Don't Drink and Skate

I suppose it's been a while since I've proffered any truly embarrassing stories about my frequent bungling—I guess one's due.

So this one happened a while back when I lived in New York. I have always been a sucker for ice skating—watching it, that is. I can skip, oh, the entire rest of the Winter Olympics, but I make a point of watching the ice skating. (I can do without the Summer Olympics entirely.) Anyway, I had been flipping channels and stumbled across some ice skating competition. As I was alone in the apartment, I was free to watch the skating free from ridicule. I made myself a drink and settled in.

Well, it was a strong drink. Maybe even two strong drinks. I started wondering exactly how these skaters executed jumps, anyway. I mean, what's the difference between a triple lutz and a triple salchow? I know there is a difference, but I can't see it. Now I know that, theoretically, you have to build up speed to jump properly, but you see skaters performing small jumps from a standing position all the time. You know, on the practice mats before they're scheduled to take the ice.

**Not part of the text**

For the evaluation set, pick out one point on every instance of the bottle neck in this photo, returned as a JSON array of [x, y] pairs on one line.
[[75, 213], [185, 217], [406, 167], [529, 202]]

You know what the difference is between a professional ice skater and me? For starters, the ice skater's an athlete, not a sports-phobe. And, generally at least, said ice skater isn't inebriated at the time of competition. Moreover, I doubt many skaters attempt jumps in the middle of their kitchens. And I'll bet money that they don't complete their jumps by landing smack in the recycling pile.

1 comment:

Shar said...

Vive le patin de glace!

I wiki-ed it [because I never got that far in instruction] and apparently the difference between a lutz and a salchow is how you start and end the turn. A lutz comes off the front of the skate instead of the blade, so you always see chunks of the ice come flying out when they go into a lutz.

I also agree ... once should not try lutzing while intoxicated and landing in recycling bin ... you might get points deducted for that.